Говорили о многом. О себе, о других.
„Вы кто?“
„Я — он замялся, я бывший студент.“
„А. Почти как я. А я только в прошлом году кончила курс. Вы юрист, не так ли?“
Идя по Таганке, она,точно что-то вспомнив, остановилась и серьезно-строго спросила!
„Но Вы. Вы — конечно, коммунист?
„Да, да, конечно. Поспешно ответил он. Я коммунист. Только не здешний. Я в партию вписан в городе Туле.
„Ну, это неважно. Я очень довольна.
„Почему?
„Ах, я так ненавижу всю эту интеллигентскую слякоть. Как много вреда она приносит народу.
„Скажите, ведь это не ладно, так сильно ненавидеть людей?
„А я ненавижу. И весь год этой непрерывной борьбы я живу одним только чувством главным
и жутким. Я ненавижу.“Дошли до квартиры.
Она, немного колеблясь,ему предложила.
„Может быть Вы войдете? Выпьете чаю? Зайдемте!“
„Хорошо. Спасибо. Согласен“ Он охотно, радостно согласился.
Вошли. Стали пить чай. Кончили.
Она встала. Прошлась несколько раз по узкой, заставленной мебелью, комнате.
Села на широкий мягкий диван. Он робко сел рядом. Взял ее руку. Стал ее много и долго ласкать. Губами, словами.
Она пыталась руки отнять. „Оставьте, не надо. Я не хочу.“ Он в ответ улыбался. И только крепче и страстнее ее руки ласкал. А потом попрежнему нежно стал шею, лицо и плечи ласкать. Он ласку дарил так умело, что она охотно ему покорялась.
Милая! славная! ты как родная!
Твое тело точно июнь — жжет меня. Больно и сладко.
Они провели странную ночь. Ночь странной любви. Она ему отдавалась, бессильная восстать против силы своего сладострастия. „Я хочу уйти и не могу. Твои руки точно щипцы раскаленные держат меня в своей власти.“ И это было чуждо видеть себя покоренной порывами тела. Было странно и чуть приятно. Он пробудил в ней чувство телесной любви. Чувство, где любит больше всего, прежде всего само тело.
На утро она поняла болезненно, что мало ей ночи прошедшей, что хочется еще ласки, еще наслаждения, что тело, сильнее ее воли, желаний.
„Милый, ты меня подожди. Я схожу только в Совет и обратно вернусь. Хорошо?“
„Конечно, конечно.“
Вечер и ночь снова принес ей, ее телу,безумную страсть, яркую страсть пробужденного тела. И, смеясь от счастья, она отдавалась, желая лишь одного. Еще больше и еще страстнее ласки горячей.

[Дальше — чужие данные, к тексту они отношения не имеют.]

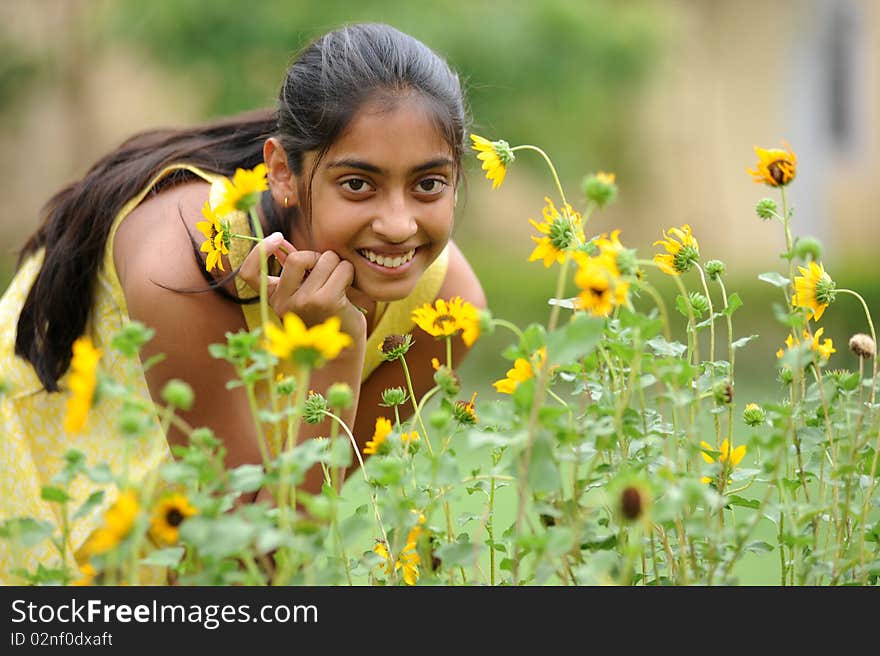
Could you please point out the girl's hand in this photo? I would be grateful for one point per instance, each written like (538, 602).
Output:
(312, 285)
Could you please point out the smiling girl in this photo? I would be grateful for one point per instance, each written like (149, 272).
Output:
(363, 155)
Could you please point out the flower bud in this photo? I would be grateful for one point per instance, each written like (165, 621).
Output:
(862, 345)
(808, 248)
(600, 188)
(699, 303)
(766, 208)
(395, 346)
(393, 396)
(715, 269)
(314, 408)
(340, 396)
(178, 394)
(754, 415)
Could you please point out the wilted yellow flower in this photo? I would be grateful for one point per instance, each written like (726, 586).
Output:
(118, 522)
(216, 243)
(825, 349)
(521, 372)
(682, 251)
(561, 232)
(242, 192)
(81, 381)
(814, 290)
(495, 155)
(306, 346)
(446, 318)
(776, 167)
(167, 517)
(602, 288)
(730, 457)
(380, 434)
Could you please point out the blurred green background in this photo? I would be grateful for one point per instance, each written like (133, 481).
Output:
(670, 95)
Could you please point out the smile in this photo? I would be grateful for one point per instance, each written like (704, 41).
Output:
(388, 261)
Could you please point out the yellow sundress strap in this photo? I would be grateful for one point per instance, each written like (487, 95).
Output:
(109, 266)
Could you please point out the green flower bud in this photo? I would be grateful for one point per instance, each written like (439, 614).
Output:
(754, 415)
(699, 303)
(600, 188)
(393, 396)
(808, 248)
(314, 408)
(766, 208)
(340, 396)
(715, 269)
(178, 394)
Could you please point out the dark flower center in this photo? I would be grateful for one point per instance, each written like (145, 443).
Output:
(174, 517)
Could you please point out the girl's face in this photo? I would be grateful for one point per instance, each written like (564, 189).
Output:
(383, 197)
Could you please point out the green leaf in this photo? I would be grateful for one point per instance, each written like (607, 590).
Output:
(742, 341)
(574, 340)
(49, 493)
(94, 500)
(774, 278)
(169, 557)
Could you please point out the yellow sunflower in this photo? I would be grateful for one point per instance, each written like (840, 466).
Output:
(242, 192)
(776, 167)
(495, 155)
(306, 346)
(731, 457)
(380, 435)
(814, 290)
(522, 371)
(561, 232)
(825, 349)
(602, 288)
(167, 517)
(682, 251)
(447, 318)
(118, 522)
(82, 381)
(216, 243)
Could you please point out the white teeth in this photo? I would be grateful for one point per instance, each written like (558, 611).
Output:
(387, 260)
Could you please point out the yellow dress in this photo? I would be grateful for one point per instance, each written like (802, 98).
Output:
(33, 441)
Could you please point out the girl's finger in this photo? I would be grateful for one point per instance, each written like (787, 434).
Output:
(295, 267)
(250, 268)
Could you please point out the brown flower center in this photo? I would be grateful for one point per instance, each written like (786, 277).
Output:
(174, 517)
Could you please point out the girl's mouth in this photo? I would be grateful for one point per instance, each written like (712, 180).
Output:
(388, 263)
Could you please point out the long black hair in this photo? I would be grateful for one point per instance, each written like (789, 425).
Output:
(323, 89)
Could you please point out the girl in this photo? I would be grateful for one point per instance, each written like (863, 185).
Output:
(364, 160)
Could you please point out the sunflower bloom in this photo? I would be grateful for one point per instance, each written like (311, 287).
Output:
(814, 290)
(306, 346)
(167, 517)
(380, 435)
(447, 318)
(728, 457)
(561, 231)
(495, 155)
(118, 522)
(602, 288)
(217, 239)
(776, 167)
(682, 251)
(522, 371)
(825, 349)
(242, 192)
(81, 381)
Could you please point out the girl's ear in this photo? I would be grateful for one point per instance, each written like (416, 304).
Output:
(282, 181)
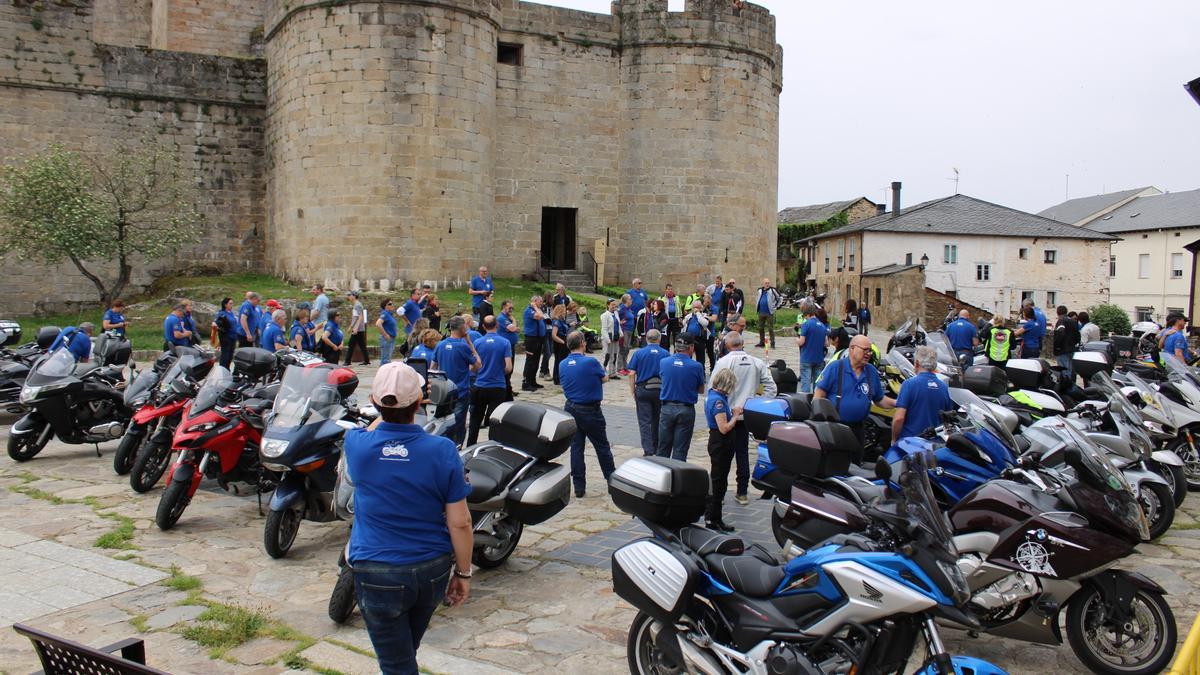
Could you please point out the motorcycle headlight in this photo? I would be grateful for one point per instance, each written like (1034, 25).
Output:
(274, 447)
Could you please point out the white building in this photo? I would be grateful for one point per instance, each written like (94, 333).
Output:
(1149, 267)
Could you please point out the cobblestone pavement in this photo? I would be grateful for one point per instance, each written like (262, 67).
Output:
(551, 609)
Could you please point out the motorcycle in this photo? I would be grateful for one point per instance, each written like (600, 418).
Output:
(77, 402)
(708, 603)
(303, 443)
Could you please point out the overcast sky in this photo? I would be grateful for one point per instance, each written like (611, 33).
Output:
(1017, 95)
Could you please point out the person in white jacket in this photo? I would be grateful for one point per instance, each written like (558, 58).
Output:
(610, 339)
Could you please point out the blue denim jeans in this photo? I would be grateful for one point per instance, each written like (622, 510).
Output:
(809, 375)
(385, 348)
(649, 407)
(675, 430)
(589, 424)
(397, 602)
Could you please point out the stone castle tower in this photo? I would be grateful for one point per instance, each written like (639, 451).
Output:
(381, 143)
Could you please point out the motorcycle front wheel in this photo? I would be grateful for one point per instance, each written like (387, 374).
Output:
(1140, 646)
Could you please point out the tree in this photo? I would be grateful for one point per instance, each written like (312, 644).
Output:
(133, 203)
(1111, 320)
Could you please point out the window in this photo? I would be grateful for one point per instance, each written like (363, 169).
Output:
(509, 54)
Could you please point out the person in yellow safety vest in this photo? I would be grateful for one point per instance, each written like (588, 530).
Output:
(997, 342)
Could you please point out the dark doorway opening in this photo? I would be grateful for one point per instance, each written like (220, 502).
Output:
(558, 238)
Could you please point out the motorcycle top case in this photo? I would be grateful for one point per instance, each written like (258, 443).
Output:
(665, 491)
(543, 431)
(253, 362)
(655, 579)
(985, 381)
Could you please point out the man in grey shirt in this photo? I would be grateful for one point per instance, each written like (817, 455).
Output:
(751, 374)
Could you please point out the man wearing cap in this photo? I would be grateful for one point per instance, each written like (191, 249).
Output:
(412, 535)
(582, 378)
(683, 381)
(491, 383)
(456, 357)
(646, 383)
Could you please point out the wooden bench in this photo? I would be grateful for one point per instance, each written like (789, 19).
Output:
(65, 657)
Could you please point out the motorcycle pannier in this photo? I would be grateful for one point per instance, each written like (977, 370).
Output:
(539, 495)
(654, 579)
(665, 491)
(541, 431)
(985, 381)
(253, 362)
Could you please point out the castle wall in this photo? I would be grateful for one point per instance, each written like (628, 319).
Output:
(58, 85)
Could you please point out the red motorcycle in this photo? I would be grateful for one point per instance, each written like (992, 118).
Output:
(219, 436)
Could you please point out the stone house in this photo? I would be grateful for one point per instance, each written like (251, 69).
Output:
(987, 255)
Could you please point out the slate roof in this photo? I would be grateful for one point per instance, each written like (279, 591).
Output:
(1074, 210)
(815, 213)
(970, 216)
(1171, 210)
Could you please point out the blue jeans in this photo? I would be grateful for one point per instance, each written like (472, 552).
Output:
(397, 602)
(385, 348)
(588, 423)
(649, 406)
(675, 430)
(809, 375)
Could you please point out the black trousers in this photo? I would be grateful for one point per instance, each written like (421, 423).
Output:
(533, 357)
(483, 402)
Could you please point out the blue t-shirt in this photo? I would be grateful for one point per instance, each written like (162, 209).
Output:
(850, 393)
(389, 324)
(454, 358)
(480, 284)
(273, 338)
(715, 404)
(683, 377)
(115, 317)
(923, 398)
(647, 362)
(403, 479)
(533, 327)
(492, 351)
(582, 378)
(814, 332)
(169, 326)
(961, 334)
(640, 298)
(412, 310)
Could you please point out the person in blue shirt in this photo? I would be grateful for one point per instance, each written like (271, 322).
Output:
(114, 318)
(583, 380)
(388, 329)
(491, 384)
(174, 332)
(811, 342)
(683, 382)
(412, 539)
(456, 357)
(480, 286)
(646, 384)
(721, 420)
(922, 398)
(852, 383)
(963, 336)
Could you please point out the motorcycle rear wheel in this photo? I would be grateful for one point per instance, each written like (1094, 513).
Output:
(1098, 643)
(342, 601)
(25, 447)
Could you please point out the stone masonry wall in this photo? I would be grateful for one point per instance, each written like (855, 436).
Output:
(59, 87)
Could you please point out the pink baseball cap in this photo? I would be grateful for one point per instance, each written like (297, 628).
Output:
(397, 380)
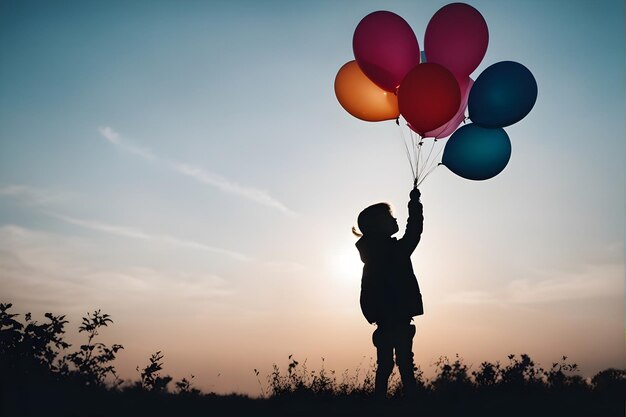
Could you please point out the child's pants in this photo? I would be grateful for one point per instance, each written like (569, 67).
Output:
(386, 338)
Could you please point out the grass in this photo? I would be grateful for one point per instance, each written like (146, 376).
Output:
(40, 377)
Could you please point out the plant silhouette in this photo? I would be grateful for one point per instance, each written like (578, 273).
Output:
(38, 377)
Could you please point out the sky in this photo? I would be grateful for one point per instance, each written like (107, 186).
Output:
(186, 168)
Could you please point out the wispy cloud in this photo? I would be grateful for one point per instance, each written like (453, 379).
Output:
(32, 195)
(45, 270)
(114, 138)
(197, 173)
(134, 233)
(591, 282)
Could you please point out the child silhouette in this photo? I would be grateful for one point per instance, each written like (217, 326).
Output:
(390, 294)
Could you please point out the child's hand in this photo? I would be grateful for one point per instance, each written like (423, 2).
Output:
(415, 194)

Теперь каждый день она торопилась уйти из Совета, чтобы скорее увидеть его. И силу властного тела его над собою почувствовать.
Сидя в Совете, она улыбалась порою бесцельно. Ее спрашивали в чем дело. Она отвечала уклончиво — полусловами.
„Послушай, милый, почему ты сидишь целый день в душной квартире. Почему не выйдешь пройтись?
Он торопливо ей отвечал :
„Я эти дни простужен. Мне как-то неладно.
„Можно позвать врача Здесь рядом живет славный врач коммунист.
„Нет, нет, не надо.“
Днем,когда она уходила, он тоскливо бродил по квартире. Ложился. Курил. Смотрел на часы. Часто смотрел из окна. Вниз. На улицу, грязную. Полную движения жизни.
Раз ее не было дома. Раздался звонок. Он вскочил. Встревоженный. Подбежал к двери.
„Пришли с обыском. Говорят об облаве.
„Ну дело кончено.“ Он полез в карман верхней тужурки. Достал револьвер.
Снова звонок. „Станут ломать — открою стрельбу. Может быть скроюсь, по крыше.“
Говорят. Пришел дворник. А! Комиссарша.
Ладно. Здесь он не может скрываться. Она — лютая. Его давно бы убила.
Ушли. Слава Богу. Он по детски доволен.